Appellant objects to the trial court's use of the preponderance of the evidence standard and urges this court to conclude that the burden of proof in a section 7017, subdivision (d)(2) hearing should be clear and convincing evidence. We decline this invitation.
Evidence Code section 115 states: “Except as otherwise provided by law, the burden of proof requires proof by a preponderance of the evidence.” Appellants have not cited, nor have we found, any statute, or any appellate cases which have held the clear and convincing standard applicable to a section 7017 determination. Appellant relies on Santosky v. Kramer (1982) 455 U.S. 745, 102 S.Ct. 1388, 71 L.Ed.2d 599, in which the Supreme Court held that clear and convincing evidence must support a termination of parental rights to a child who is “permanently neglected” as defined by New York laws. (Id. at p. 748, 102 S.Ct. at p. 1392.)
We are not persuaded that either Santosky, or California cases decided under section 232, which allows the termination of the parental rights of those parents who have abused or neglected their children, are applicable to a section 7017 proceeding.
Section 7017, subdivision (d)(2) asks a court to determine whether terminating the parental rights of a natural father who has not had a custodial relationship to his child is in the best interests of that child. A natural father, as we have already discussed, is one who has failed to achieve the status of a presumed father by virtue of having had a “substantial” rather than “potential” relationship with his child. Section 232 and parallel statutes in other jurisdictions, in contrast, are concerned with whether a parent's rights should be terminated because of abuse or neglect. These statutes focus primarily on a parent's conduct towards a child, and not on the parameters of the parent-child relationship. Consequently, they make no distinction between fathers who have had custodial or other substantial relationships with their children, and those who have not.

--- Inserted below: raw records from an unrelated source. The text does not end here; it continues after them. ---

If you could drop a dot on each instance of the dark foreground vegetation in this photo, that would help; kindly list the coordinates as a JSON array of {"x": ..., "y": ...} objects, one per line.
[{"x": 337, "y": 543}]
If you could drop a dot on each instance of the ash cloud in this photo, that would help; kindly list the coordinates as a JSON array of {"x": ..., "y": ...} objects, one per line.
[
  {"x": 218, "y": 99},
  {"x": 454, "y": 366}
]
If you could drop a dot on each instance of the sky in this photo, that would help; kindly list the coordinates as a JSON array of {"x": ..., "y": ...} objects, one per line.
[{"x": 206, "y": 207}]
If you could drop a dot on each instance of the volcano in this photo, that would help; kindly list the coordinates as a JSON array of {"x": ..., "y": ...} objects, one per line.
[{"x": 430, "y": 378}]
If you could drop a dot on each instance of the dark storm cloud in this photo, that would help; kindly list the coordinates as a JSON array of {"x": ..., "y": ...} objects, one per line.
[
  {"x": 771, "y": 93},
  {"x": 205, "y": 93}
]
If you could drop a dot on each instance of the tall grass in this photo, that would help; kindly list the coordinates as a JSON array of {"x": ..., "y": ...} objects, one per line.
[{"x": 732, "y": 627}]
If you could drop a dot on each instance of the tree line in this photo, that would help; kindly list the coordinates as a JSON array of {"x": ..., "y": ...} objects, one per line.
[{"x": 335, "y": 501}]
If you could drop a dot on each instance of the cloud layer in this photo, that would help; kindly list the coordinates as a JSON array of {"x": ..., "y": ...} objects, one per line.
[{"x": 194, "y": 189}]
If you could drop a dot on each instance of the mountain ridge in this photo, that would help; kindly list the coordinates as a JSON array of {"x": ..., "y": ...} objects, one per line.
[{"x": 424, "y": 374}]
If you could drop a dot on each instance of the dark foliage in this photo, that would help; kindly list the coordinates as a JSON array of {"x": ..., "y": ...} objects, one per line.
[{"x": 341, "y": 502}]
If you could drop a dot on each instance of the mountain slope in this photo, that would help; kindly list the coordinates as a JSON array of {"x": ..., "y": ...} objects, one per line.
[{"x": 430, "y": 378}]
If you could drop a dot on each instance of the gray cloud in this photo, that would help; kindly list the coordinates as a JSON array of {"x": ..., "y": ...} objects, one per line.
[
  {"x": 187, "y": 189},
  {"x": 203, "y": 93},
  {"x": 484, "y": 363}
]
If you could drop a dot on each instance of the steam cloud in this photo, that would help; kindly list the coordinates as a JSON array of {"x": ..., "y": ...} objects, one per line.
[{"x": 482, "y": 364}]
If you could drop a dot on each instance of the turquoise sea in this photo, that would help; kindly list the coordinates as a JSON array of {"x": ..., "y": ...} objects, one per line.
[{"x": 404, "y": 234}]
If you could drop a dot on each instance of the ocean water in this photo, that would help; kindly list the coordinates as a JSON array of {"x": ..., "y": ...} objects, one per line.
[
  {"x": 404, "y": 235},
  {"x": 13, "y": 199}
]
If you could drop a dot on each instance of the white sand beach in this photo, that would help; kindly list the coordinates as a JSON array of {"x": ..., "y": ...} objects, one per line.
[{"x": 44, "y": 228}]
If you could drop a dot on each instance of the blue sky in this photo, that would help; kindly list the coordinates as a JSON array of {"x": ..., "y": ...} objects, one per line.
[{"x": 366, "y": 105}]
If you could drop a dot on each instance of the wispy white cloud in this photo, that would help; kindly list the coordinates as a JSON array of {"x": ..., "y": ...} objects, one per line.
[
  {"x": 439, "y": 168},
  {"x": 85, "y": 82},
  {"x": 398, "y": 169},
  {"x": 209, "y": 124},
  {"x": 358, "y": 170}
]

We therefore hold it proper, and consistent with constitutional dictates, that section 7017, subdivision (d)(2) proceedings operate with a preponderance of the evidence standard of proof, while section 232 proceedings operate with the higher clear and convincing standard.
The trial court's order is affirmed.
1. All further references are to the Civil Code unless otherwise noted.
ELIA, Associate Justice.
AGLIANO, P.J., and PREMO, J., concur.